Trata-se de defender e respeitar um sujeito que carrega consigo uma
memória e que não se ajoelha diante do hegemônico na construção de um projeto
vida. Vida esta que se torna cada vez mais difícil de recriar quando são
atingidos pela remoção compulsória e se veem obrigados a morar de forma
precária nas grandes cidades.
Os
instrumentos jurídicos que ameaçam esses territórios são vários e muito está
sendo feito por parte desses povos para combatê-los. O avanço do agronegócio e
do capitalismo acompanhado da violência, da grilagem, da injustiça encontra
barreira na resistência empreendida pelos indígenas e grupos camponeses. Resistência que sempre ganha novos
significados frente a cada ato ou ação empreendida contra eles e na busca de um
futuro possível.
Termina-se
assim com as palavras de José de Souza Martins (1986), no qual afirma que para
cada conflito que existir no campo sempre se plante uma semente de liberdade:
A cerca só num certo sentido
cerca a terra do índio e do pobre. Cerca
também os direitos do proprietário, do fazendeiro, do capitalista. Cerca-os todos. Define o do pobre e o do rico. Mas, se o do pobre está dentro, do que cercou
o rico, então, ao fechar, a cerca abre.
Pois, a cerca fala, também sobre os direitos daquele que foi cercado, os
direitos do índio, do posseiro, do pequeno agricultor. Se o direito é construído sobre o torto,
sobre a usurpação do direito do outro, desvenda para o outro o seu
direito.

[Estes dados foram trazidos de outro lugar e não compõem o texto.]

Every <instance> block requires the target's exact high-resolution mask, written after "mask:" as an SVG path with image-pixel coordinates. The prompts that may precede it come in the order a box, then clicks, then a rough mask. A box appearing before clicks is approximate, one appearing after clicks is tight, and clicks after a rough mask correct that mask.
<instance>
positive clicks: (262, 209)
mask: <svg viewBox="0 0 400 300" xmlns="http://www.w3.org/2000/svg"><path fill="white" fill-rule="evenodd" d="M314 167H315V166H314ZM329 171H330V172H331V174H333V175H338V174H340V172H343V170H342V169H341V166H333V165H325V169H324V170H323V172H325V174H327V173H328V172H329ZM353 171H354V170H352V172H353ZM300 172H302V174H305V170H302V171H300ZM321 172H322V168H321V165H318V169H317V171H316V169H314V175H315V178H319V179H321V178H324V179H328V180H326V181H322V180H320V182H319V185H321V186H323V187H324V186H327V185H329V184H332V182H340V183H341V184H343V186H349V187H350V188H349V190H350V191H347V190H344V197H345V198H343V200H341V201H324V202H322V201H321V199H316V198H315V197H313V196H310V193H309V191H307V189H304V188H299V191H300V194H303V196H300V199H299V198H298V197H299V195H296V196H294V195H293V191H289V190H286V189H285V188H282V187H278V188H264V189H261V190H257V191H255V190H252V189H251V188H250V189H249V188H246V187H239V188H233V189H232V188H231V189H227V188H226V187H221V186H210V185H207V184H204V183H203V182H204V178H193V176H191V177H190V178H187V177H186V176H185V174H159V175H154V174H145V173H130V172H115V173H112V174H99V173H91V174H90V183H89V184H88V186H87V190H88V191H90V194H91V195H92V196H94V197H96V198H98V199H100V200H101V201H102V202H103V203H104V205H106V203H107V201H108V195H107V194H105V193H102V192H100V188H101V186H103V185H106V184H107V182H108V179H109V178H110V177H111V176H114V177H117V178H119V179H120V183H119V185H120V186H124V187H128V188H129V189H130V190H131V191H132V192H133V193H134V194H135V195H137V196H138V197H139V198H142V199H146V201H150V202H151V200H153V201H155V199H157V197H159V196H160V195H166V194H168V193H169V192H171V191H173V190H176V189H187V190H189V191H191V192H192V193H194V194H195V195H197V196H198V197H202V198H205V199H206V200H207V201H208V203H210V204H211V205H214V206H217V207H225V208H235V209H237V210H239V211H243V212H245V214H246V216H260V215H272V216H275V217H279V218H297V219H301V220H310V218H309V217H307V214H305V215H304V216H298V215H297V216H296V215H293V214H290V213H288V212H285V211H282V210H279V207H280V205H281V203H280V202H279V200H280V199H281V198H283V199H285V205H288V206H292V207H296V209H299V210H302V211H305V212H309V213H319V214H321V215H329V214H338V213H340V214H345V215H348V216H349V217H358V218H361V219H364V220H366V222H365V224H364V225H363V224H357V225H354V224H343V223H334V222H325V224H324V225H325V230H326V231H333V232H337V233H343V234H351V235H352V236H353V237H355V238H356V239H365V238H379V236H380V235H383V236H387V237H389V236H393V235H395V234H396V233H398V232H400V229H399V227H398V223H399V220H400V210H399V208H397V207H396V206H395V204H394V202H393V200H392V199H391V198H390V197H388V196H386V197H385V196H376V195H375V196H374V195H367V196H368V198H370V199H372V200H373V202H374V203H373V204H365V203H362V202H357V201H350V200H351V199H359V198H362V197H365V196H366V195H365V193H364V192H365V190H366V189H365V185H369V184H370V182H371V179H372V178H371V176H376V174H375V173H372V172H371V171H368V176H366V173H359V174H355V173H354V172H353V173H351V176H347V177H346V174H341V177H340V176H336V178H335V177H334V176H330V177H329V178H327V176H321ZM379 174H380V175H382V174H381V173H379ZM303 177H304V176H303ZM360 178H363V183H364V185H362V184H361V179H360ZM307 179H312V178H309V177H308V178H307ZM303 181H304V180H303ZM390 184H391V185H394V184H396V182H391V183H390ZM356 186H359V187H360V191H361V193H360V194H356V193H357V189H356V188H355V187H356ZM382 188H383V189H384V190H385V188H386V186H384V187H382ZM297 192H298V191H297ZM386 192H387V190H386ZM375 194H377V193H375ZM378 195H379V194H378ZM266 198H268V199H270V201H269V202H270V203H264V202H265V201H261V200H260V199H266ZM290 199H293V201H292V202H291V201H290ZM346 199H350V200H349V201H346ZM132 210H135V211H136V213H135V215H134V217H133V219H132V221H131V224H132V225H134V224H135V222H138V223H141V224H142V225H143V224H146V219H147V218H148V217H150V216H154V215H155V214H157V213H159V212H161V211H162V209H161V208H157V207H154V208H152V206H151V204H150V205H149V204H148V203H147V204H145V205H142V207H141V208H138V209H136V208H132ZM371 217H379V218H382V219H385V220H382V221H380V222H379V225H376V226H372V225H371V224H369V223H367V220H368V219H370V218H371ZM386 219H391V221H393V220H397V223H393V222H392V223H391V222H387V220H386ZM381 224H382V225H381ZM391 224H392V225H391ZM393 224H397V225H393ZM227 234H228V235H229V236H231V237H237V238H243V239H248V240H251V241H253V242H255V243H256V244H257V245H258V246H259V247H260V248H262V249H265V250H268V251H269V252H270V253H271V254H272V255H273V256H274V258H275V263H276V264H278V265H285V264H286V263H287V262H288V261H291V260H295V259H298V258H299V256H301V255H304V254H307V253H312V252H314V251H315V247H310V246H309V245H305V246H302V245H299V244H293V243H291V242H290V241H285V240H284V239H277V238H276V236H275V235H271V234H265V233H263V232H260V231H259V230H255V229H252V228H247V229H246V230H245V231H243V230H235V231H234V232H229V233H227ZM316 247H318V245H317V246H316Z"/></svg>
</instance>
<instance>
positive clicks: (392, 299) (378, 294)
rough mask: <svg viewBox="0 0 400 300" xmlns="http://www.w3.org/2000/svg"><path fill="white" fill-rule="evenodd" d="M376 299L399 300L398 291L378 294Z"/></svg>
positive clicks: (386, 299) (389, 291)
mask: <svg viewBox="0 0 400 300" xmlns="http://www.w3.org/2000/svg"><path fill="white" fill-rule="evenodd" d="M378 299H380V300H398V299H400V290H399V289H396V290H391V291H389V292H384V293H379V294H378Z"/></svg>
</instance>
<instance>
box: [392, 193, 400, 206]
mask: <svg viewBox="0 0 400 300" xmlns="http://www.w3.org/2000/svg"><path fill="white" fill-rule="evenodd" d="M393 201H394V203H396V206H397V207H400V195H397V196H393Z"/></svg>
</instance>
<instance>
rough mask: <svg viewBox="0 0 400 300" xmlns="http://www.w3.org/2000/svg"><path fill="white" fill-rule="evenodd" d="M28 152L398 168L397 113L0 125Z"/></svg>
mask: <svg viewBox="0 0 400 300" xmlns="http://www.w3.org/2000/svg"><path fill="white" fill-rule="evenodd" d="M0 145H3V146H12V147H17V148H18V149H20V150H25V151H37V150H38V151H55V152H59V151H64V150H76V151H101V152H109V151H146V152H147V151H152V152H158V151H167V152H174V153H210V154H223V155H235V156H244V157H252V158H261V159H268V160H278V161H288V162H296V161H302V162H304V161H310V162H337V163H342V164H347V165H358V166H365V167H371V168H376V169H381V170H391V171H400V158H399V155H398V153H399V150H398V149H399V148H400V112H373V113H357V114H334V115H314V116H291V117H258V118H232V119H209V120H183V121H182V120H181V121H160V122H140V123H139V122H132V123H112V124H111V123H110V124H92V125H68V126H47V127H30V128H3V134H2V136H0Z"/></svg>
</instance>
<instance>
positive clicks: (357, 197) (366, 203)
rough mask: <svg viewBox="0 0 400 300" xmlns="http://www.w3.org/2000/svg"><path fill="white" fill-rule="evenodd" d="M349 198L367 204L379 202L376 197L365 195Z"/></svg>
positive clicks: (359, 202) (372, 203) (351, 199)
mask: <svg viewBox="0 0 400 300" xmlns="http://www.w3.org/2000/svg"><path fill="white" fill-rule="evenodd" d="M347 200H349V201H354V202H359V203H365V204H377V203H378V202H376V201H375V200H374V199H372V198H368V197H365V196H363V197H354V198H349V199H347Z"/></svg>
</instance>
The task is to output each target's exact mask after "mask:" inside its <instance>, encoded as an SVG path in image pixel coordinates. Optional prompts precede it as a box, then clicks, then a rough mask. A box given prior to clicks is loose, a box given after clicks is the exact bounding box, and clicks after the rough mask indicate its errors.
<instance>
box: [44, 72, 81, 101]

É nesse sentido que a cerca não
fecha, abre: abre para a consciência, para o direito lesado, abre para a luta
pelos direitos, abre a luta contra o direito edificado sobre a injustiça (p.
11).
REFERÊNCIAS:
CPT. Conflitos no Campo – Brasil 2013.
Goiânia: CPT Nacional, 2014.
EAACONE. Quilombolas do Vale do Ribeira Apoiam a
Mobilização Nacional Indígena e Repudiam a PEC 215. Eldorado, 03 de abril
de 2015. Disponível em: http://www.eaacone.org/news/quilombolas-do-vale-do-ribeira-apoiam-a-mobilizacao-nacional-indigena-e-repudiam-pec-215/. Acesso em
04/04/2015.
ISA. Presidente de Comissão Promete Adiar
Votação da PEC 215 por Dois Meses. São Paulo, 17 de março de 2015.
Disponível em: http://www.socioambiental.org/pt-br/noticias-socioambientais/presidente-de-comissao-promete-adiar-votacao-de-pec-215-por-dois-meses. Acesso em:
23/03/2015.
MARTINS, José de
Souza. Não Há Terra Para Plantar Neste
Verão: o cerco das terras indígenas e das terras de trabalho no
renascimento político do campo. 2ª. Ed. Petrópolis: Vozes, 1986.